Are Coupons Good For Business?
Coupons. Whether you love them or hate them, chances are you have used one in your lifetime. The question is, have you used them as a consumer or offered them as a business owner? Either way, when you are mapping out your marketing plan, incorporating coupons is likely to come up in conversation. While easy to quickly assume yes or abruptly say no, consider the following.
1. Does your target customer actively seek to use coupons at the other stores she shops from?
2. Is your customer a “sale” shopper or does she value full priced items?
3. Are you a store dedicated to repeat and loyal customers, tourists, local shoppers or lots of first time walk-ins?
Understanding who your customer is and how she shops is important. From there, it’s easier to identify the value of a coupon for this shopper.

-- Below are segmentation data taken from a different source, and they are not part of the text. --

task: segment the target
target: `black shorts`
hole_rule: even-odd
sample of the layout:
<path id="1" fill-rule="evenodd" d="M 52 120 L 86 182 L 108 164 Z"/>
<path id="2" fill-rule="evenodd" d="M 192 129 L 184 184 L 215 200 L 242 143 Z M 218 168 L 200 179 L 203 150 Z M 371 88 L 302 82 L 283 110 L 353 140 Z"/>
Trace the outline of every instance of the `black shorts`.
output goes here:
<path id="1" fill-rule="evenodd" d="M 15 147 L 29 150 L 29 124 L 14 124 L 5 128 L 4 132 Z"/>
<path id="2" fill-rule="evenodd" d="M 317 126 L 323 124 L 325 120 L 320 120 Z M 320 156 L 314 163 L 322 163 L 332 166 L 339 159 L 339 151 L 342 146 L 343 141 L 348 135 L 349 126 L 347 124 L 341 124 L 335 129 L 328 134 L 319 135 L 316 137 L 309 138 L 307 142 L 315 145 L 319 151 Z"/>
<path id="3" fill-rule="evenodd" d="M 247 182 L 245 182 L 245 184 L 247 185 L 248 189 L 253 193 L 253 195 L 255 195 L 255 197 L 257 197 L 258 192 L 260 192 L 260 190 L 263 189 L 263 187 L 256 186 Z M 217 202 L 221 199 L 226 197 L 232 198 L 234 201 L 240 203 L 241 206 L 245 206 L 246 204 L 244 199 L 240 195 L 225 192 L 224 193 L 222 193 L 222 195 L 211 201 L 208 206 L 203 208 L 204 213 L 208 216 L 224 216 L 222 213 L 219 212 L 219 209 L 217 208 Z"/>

If your average, returning customer is someone who comes to your store because they enjoy the experience – including the environment, customer support and product assortment – it is likely this customer will return without a coupon. If, however, most of your sales are generated based on events, discounts or other promotions, coupons may be good choice for your business. This said, most small merchants struggle to apply discounts to their inventory, and voluntarily rolling out a coupon campaign can be both costly and take away from money to be made.
Consider the following:
1. Producing print coupons costs money – therefore, money has to be spent before money is even made.
2. First time customers who use coupons are more likely to wait for another coupon before shopping again.
3. Customers who prefer coupon shopping rarely shop without them – therefore you are training your customers to only shop when a coupon is available.
To top this off, many sales associates tuck away coupons to share with their customers – offering them unsolicited, even despite a successful sale on it’s way. If you have shopped big box retailers, it’s likely you understand this scenario even more clearly.
As independent retailers, you are in control of how you do – or don”t – market your business. Coupons are a traditional approach to gaining attention, but they don’t necessarily result in strong sales. If you train your customers to shop because your store deserves to be shopped from, coupons will quickly take a backseat to your marketing plan since it simply won’t be needed. Instead, invest your marketing time and dollars into more savvy strategies, such as in-store events, loyalty programs, store signage, customer appreciate days and more.